Celstraffen geëist tegen Syriëgangers
Het Openbaar Ministerie eist 6 jaar cel en 30 maanden cel waarvan 10 voorwaardelijk tegen twee neven uit Den Haag (22 en 23 jaar) voor uitreizen naar Syrië en een poging hiertoe. De 23-jarige man maakte op het laatste moment rechtsomkeert in Turkije, de ander zette wel door en verblijft vermoedelijk nog in het strijdgebied. Ze vertrokken samen met nog een derde persoon, die is volgens de familie in Syrië omgekomen.
Het drietal boekte samen tickets om eind oktober 2015 naar Turkije te reizen. Ze boekten een retourreis, maar een aantal dagen later liet de 22-jarige verdachte per app aan zijn familie en vriendin weten dat hij veilig de grens over was gegaan en in Syrië verbleef.
De 23-jarige verdachte keerde half november wel terug uit Turkije. Waarom is niet duidelijk. De officier van justitie gelooft wel dat hij de intentie had ook in Syrië te gaan vechten. Net als de anderen liet hij zijn telefoon thuis en nam hij voor vertrek een groot geldbedrag op. Daarbij werd op zijn telefoon een afscheidsnotitie aan zijn ouders gevonden.

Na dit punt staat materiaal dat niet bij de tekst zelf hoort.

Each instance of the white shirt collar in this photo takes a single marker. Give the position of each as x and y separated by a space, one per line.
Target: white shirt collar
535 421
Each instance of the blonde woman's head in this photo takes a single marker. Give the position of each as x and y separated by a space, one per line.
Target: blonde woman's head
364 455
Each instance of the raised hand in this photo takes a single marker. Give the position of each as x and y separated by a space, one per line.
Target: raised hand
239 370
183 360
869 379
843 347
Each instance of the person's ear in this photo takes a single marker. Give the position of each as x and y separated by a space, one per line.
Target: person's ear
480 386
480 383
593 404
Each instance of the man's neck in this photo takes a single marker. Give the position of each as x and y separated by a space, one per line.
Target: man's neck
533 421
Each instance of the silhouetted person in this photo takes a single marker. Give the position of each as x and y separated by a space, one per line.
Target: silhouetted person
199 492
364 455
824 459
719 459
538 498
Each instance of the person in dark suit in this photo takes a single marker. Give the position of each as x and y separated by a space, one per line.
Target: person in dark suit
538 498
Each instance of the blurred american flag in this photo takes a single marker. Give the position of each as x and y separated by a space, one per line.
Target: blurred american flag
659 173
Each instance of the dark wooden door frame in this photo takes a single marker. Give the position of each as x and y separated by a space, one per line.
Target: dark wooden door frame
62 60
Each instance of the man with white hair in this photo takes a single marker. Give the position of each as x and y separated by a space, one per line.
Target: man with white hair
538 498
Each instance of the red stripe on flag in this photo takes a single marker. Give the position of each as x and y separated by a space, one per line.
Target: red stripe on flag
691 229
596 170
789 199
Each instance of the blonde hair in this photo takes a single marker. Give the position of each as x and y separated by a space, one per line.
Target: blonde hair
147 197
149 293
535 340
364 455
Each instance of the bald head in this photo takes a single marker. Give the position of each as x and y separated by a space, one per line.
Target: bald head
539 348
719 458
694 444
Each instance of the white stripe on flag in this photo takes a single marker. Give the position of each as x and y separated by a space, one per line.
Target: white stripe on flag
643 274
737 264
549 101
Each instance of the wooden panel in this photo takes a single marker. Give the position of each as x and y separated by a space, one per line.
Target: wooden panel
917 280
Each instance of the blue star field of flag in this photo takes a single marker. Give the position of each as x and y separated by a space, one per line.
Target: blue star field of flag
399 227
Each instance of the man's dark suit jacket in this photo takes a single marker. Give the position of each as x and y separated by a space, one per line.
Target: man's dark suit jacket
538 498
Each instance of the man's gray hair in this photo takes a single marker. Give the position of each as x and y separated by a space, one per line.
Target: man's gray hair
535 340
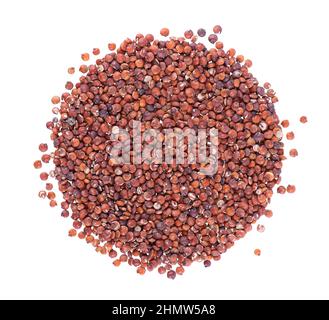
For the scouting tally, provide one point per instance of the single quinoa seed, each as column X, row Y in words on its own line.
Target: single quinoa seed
column 285, row 123
column 290, row 135
column 207, row 263
column 43, row 147
column 293, row 153
column 55, row 100
column 85, row 56
column 257, row 252
column 52, row 203
column 112, row 46
column 37, row 164
column 291, row 188
column 188, row 34
column 303, row 119
column 96, row 51
column 164, row 32
column 72, row 233
column 42, row 194
column 282, row 189
column 71, row 70
column 268, row 213
column 212, row 38
column 49, row 186
column 171, row 274
column 260, row 228
column 201, row 32
column 44, row 176
column 217, row 29
column 69, row 85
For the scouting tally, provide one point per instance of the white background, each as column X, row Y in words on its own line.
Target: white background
column 288, row 43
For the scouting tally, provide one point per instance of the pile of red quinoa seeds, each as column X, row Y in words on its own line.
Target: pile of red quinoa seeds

De derde persoon in het reisgezelschap was het broertje van de 23-jarige verdachte. Hij trok samen met de neef wel de grens over en zou in juni 2016 zijn omgekomen.
Tegen de 23-jarige verdachte die is teruggekeerd eist de officier van justitie 30 maanden cel waarvan 10 voorwaardelijk. Een van de voorwaarden zou moeten zijn dat hij niet in de buurt van landsgrenzen of vliegvelden mag komen. Tegen zijn neef eist de officier van justitie een gevangenisstraf voor de duur van 6 jaar inclusief een bevel gevangenneming. Dit zou betekenen dat hij direct kan worden opgepakt en vastgezet zodra hij weer voet op Nederlandse bodem zet.
Tot 1 juni 2017 zijn er vanuit Nederland circa 280 personen uitgereisd, waarvan er ongeveer 50 zijn teruggekeerd. Het Openbaar Ministerie maakt zich hard voor het vervolgen van jihadstrijders. Enerzijds omdat ze in het zelfbenoemde kalifaat onbeschrijflijke gruweldaden begaan, anderzijds omdat ze een gevaar kunnen vormen als ze terugkeren. Ze zijn - soms jarenlang - weggeweest uit het 'normale' leven in Europa, zijn getraind en hebben gevochten en waarschijnlijk gedood. Om die reden vervolgt het OM niet alleen strijders die zijn teruggekeerd maar ook, preventief, strijders die nog in het strijdgebied verblijven en mogelijk later terugkeren.